Preliminary plans for the apartment building called for 46 efficiency units, 40 one-bedroom units, 14 two-bedroom units, two to four penthouse units, and an underground parking facility with rentals ranging from $105 to more than $185 a month. A separate low building facing 4th street, south of the apartment tower would house specialty retail shops and a restaurant.
On October 8, 1965 at 11 a.m. a public ground-breaking ceremony for the 12-story apartment building was held at the 4th and Washington streets site. Burrell Cohen, vice president of Urban Properties, Inc., Pittsburgh, the builders, used a silver-plated shovel to turn over the first shovel of dirt. J. H. Greiner Co., Lebanon, the general contractor, started work following the ground-breaking ceremonies.
Washington Towers Construction Photo
Urban Properties obtained the land from the Reading Redeveloping Authority for $160,000. The final building plans called for a 12-story apartment tower with 98 units constructed within a plaza with underground parking and about 20,000 square feet of commercial space surrounding a fountain and landscaped seating areas at the plaza level. The commercial area was designed to provide specialty shop space with provisions for a restaurant and cocktail lounge. The boutique-type shops were to be selected to produce the best and most interesting grouping and, to the extent possible, shops which were not at the present time found in downtown Reading.
The Tower, offered for rent by Murry and Sidney Knoblauch, exclusive rental agents, was estimated to produce three times the amount of taxes provided by the properties it has replaced. Prior to the renewal the parcel produced less than $10,000 in taxes to the city of Reading, the Reading School Board and the county.
The project was financed by the Western Pennsylvania National Bank of Pittsburgh and the American Bank and Trust Co. of Pa. A mortgage insurance guarantee had been issued by the Philadelphia office of the Federal Housing Administration in keeping with that agency's commitment to assist the development of urban renewal areas, as set forth in the Housing Act of 1949, as amended.
Topping out of the Washington Tower apartment building was announced on October 25, 1966 by Sidney G. Knoblauch, of Murry and Sidney Knoblauch, Inc., local realtors handling the rental and management of the project. Apartment occupancy for tenants was scheduled for March 1, 1967.

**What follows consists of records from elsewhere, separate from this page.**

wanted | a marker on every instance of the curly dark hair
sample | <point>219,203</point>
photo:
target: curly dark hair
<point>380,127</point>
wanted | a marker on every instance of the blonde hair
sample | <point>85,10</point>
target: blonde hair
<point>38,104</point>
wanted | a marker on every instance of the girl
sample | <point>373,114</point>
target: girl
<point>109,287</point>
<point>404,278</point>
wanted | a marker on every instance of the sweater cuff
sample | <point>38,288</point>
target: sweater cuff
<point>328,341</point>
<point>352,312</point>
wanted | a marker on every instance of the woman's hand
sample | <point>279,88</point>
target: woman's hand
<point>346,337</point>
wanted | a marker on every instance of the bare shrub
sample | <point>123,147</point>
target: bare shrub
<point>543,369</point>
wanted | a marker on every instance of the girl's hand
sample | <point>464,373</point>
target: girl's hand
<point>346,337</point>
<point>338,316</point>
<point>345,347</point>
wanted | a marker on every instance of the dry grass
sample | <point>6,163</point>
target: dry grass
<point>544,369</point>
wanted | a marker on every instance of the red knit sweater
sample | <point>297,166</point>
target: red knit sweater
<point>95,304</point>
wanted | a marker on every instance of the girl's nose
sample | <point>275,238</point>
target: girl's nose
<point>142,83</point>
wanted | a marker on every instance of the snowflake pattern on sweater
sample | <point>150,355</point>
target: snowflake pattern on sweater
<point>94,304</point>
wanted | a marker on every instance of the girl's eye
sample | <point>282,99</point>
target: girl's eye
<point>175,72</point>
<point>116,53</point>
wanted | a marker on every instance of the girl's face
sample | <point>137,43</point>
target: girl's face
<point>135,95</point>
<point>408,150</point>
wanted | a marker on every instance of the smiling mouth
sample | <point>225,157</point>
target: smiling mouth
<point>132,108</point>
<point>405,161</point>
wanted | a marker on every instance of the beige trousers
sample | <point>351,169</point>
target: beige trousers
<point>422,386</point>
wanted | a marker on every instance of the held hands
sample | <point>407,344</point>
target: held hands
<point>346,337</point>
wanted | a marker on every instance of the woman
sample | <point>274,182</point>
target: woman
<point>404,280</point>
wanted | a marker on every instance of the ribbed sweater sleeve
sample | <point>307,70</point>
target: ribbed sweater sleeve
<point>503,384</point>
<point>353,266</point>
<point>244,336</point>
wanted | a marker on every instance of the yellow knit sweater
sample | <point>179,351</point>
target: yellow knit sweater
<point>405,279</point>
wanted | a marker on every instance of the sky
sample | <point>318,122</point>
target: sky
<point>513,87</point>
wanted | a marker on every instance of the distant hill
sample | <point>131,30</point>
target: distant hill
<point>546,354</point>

According to Seymour Baskin, officer representing Urban Properties, Inc. of Pittsburgh, the owners and developers of the Washington Tower project, the apartment house-commercial complex was developing into one of the finest and most successful ventures ever initiated by his company. He said that a determination was made from the outset to provide Reading with an exceptionally attractive building with emphasis on design and construction.

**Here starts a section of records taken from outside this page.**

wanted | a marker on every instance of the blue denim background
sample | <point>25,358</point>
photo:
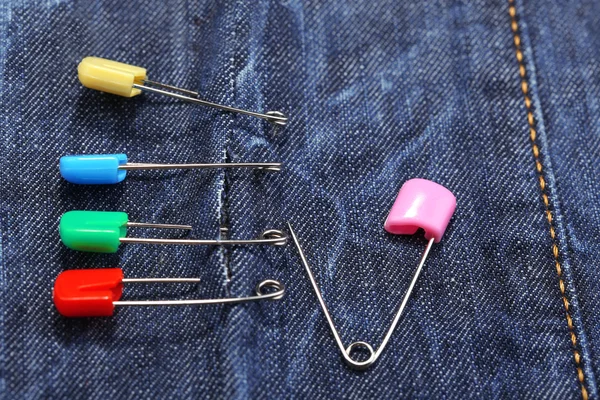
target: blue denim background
<point>377,93</point>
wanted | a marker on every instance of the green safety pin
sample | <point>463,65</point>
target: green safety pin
<point>104,231</point>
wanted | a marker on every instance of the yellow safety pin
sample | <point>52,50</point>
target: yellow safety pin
<point>128,81</point>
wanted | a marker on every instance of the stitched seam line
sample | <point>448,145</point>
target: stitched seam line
<point>535,147</point>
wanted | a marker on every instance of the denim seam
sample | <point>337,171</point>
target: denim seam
<point>535,147</point>
<point>224,205</point>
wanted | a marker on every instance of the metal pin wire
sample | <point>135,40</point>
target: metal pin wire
<point>270,237</point>
<point>261,294</point>
<point>346,351</point>
<point>270,167</point>
<point>274,117</point>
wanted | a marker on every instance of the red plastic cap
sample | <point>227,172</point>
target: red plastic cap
<point>88,292</point>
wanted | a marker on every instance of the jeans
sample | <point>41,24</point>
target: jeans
<point>497,100</point>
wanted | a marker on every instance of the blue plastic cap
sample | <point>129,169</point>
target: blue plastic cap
<point>93,169</point>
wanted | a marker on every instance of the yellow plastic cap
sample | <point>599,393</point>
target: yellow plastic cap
<point>110,76</point>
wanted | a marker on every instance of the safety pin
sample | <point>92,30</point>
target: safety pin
<point>96,292</point>
<point>128,81</point>
<point>104,231</point>
<point>420,204</point>
<point>100,169</point>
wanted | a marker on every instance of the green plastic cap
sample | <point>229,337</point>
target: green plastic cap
<point>95,231</point>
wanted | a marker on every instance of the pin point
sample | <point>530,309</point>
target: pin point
<point>420,204</point>
<point>96,292</point>
<point>102,169</point>
<point>104,231</point>
<point>128,81</point>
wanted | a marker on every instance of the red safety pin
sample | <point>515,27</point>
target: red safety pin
<point>96,292</point>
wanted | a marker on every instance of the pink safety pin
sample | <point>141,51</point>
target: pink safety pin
<point>420,204</point>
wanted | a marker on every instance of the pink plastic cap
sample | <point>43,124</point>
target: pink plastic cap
<point>421,204</point>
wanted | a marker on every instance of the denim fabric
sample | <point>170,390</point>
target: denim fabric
<point>377,93</point>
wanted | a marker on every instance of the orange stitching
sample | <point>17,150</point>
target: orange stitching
<point>514,25</point>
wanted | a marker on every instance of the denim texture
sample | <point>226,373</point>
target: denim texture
<point>377,93</point>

At the same time, the major tenant in the ground level courtyard commercial area was announced by Knoblauch. A restaurant covering 7,000 square feet of first floor space would occupy the southwest corner of the commercial area. It would contain a dining room, cocktail lounge and special party rooms for private functions. The restaurateurs leasing the space were Paul, George, John and James Thomas, and Tasso Ganas. The Thomas brothers and Ganas had been associated with restaurants and cocktail lounges for many years and were connected with three other food and cocktail lounge establishments.

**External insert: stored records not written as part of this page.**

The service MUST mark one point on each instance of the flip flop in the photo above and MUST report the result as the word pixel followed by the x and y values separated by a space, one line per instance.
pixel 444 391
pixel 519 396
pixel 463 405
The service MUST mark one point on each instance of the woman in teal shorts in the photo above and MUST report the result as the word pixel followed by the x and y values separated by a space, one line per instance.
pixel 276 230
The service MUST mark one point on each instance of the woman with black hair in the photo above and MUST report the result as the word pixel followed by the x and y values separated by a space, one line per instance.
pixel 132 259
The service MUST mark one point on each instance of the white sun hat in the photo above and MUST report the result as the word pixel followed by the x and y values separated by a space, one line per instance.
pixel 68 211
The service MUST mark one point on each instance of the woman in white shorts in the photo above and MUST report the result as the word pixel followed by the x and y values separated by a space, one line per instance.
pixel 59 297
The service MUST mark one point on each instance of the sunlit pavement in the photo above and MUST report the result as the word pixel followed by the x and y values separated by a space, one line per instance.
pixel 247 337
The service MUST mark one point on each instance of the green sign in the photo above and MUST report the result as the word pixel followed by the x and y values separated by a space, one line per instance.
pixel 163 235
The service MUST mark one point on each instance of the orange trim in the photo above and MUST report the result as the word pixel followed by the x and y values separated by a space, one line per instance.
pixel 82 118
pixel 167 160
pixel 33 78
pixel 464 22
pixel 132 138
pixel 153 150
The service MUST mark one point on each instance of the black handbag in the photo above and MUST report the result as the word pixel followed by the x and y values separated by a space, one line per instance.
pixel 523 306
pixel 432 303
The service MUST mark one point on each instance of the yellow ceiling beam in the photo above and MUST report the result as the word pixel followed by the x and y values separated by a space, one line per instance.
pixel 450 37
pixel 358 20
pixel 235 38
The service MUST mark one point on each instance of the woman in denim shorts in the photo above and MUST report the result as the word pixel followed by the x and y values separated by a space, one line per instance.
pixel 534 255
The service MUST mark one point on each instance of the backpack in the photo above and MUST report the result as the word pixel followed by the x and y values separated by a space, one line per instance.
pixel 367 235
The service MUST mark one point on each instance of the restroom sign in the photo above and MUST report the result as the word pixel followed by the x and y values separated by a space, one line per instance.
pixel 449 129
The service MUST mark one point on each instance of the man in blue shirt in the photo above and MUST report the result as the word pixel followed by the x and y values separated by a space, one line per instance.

The name of the restaurant was the "Plaza Madrid." The interior was designed by Leonidas Vastardis, local designer and planner. The restaurant incorporated a Spanish motif design and featured American-Mediterranean cuisine. According to George Thomas, the chef for the Plaza Madrid had been obtained from one of the largest hotels in the East and the staff had been carefully selected, in keeping with the intent to make the Plaza Madrid one of the finest and most exclusive restaurants in the area.
The completion of the Washington Towers marked the first significant change in Reading's skyline in three decades. Because the city was fairly well developed by 1920, the skyline underwent little visible change thereafter until 1932, when the courthouse was erected. The 12-story Washington Towers apartment building, a towering monument of beauty standing on stilts, added to a new and imposing skyline.